Of course the Yellow Bird , the RUF par excellence, with its enormous power, is one of them. The production of the Group C Turbo RUF (CTR) started in 1987 on the basis of the Porsche 911 Carrera 3.2 and 29 bodies in white were purchased from Porsche. The car was measured at 342 km/h in 1988 on the Pista di Nardi. Also the CTR Anniversary , of which there are only 50 pieces and which was reissued for the 30th anniversary of the legendary CTR 2017. 710 hp was really a good yield for the 1250 kg light rear-wheel drive car.

How many real RUF cars have been built so far ?

We have assigned about 500 chassis numbers so far. So between 10-15 vehicles are added per year.

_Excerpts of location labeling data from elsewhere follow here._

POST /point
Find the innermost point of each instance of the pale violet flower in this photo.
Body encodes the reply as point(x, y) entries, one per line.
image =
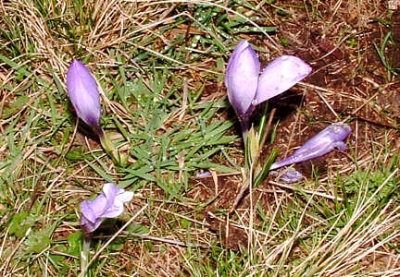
point(247, 88)
point(109, 204)
point(324, 142)
point(84, 94)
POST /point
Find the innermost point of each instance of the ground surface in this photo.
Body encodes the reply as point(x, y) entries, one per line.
point(160, 66)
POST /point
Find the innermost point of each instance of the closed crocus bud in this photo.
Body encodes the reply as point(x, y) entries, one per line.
point(280, 75)
point(108, 204)
point(241, 78)
point(84, 94)
point(322, 143)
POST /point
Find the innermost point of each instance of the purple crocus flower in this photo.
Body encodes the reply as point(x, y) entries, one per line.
point(246, 88)
point(84, 94)
point(325, 141)
point(109, 204)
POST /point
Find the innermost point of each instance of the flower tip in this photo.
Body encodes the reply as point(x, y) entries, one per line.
point(84, 94)
point(241, 77)
point(280, 75)
point(109, 204)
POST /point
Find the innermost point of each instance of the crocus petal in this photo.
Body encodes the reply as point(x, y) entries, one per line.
point(280, 75)
point(108, 204)
point(84, 94)
point(116, 198)
point(241, 77)
point(325, 141)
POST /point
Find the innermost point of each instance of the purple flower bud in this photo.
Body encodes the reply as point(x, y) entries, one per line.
point(84, 94)
point(322, 143)
point(109, 204)
point(242, 77)
point(280, 75)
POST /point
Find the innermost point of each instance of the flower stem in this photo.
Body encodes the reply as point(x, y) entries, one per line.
point(110, 148)
point(85, 253)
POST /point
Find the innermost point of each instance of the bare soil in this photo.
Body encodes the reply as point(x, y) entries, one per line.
point(349, 83)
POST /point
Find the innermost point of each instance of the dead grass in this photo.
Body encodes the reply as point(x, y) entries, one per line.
point(316, 228)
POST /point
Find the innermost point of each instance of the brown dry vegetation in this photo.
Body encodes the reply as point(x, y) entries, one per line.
point(349, 83)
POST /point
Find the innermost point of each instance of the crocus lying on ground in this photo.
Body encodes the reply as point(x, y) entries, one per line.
point(84, 94)
point(325, 141)
point(247, 88)
point(109, 204)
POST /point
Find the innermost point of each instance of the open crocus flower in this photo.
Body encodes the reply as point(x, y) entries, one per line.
point(247, 88)
point(324, 142)
point(109, 204)
point(84, 94)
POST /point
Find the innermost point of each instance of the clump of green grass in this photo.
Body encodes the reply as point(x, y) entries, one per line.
point(160, 66)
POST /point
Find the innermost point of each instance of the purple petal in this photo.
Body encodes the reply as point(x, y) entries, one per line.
point(280, 75)
point(241, 77)
point(116, 197)
point(325, 141)
point(84, 94)
point(108, 204)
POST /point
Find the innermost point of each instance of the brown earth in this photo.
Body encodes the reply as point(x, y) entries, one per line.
point(349, 83)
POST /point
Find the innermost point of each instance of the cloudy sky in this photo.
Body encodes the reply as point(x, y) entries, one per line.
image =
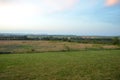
point(78, 17)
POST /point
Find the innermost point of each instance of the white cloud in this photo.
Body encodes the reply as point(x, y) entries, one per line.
point(16, 12)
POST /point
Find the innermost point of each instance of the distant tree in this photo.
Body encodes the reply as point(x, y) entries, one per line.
point(116, 41)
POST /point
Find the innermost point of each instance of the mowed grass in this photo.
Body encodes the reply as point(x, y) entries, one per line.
point(79, 65)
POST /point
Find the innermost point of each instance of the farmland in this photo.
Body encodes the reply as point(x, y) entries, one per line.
point(38, 46)
point(74, 65)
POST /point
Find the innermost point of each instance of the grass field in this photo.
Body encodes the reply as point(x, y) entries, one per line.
point(27, 46)
point(76, 65)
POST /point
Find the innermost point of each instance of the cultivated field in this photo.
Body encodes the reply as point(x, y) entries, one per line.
point(22, 46)
point(74, 65)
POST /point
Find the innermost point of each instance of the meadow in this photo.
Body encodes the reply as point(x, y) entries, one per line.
point(72, 65)
point(38, 46)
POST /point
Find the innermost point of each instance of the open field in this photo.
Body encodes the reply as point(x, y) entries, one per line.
point(28, 46)
point(74, 65)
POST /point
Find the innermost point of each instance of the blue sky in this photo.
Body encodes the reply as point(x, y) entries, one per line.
point(77, 17)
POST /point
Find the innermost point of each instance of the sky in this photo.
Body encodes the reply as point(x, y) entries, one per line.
point(66, 17)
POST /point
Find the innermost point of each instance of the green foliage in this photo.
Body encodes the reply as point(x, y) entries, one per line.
point(81, 65)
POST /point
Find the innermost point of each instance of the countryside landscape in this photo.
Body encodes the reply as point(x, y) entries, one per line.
point(59, 39)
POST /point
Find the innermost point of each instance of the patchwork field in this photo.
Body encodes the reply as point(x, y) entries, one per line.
point(74, 65)
point(22, 46)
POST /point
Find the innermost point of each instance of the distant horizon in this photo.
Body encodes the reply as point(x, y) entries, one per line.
point(66, 17)
point(15, 33)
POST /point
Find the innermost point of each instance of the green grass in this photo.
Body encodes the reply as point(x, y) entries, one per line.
point(79, 65)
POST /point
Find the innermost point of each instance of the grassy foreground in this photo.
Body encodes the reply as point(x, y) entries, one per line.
point(79, 65)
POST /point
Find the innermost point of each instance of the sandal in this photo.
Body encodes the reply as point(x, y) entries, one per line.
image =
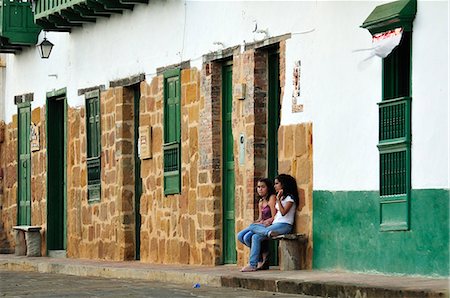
point(264, 265)
point(248, 268)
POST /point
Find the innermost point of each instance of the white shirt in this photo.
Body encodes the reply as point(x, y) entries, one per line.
point(288, 217)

What was the craziest car you ever built?

In 2008 we wanted to build an electric 911 with 800 Volt. We are not only a small series manufacturer, but also operate hydroelectric power stations. So the idea of building vehicles powered by electricity generated from hydroelectric power was obvious. In practice, ranges of approx. 300 km could be achieved with the battery packs. So we were of course way ahead of our time when we presented it to the press. “Emotion Without Emission” was the vision at that time.

What does the future of RUF look like? What exciting projects will there be?

We are working on our own carbon fibre monocoques together with our long-time designer Freeman Thomas in the USA. We are also working on the modular construction of cars and of course the 911 will remain our icon for the future.

What does Alois Ruf like to do best when he is not dealing with cars ?

My profession is my hobby. I like to listen to jazz and classic cars are also my passion. I like to spend time with my family and do everything where passion can be experienced. I also believe that in the digital world there will always be lovers for the “analogue”. The Swiss watch mechanics will always be there and mainstream is thank God not so interesting for us and many other people.

Thank you very much for the pleasant conversation, Mr Ruf. We wish you and your family all the best and of course health in these Corona times.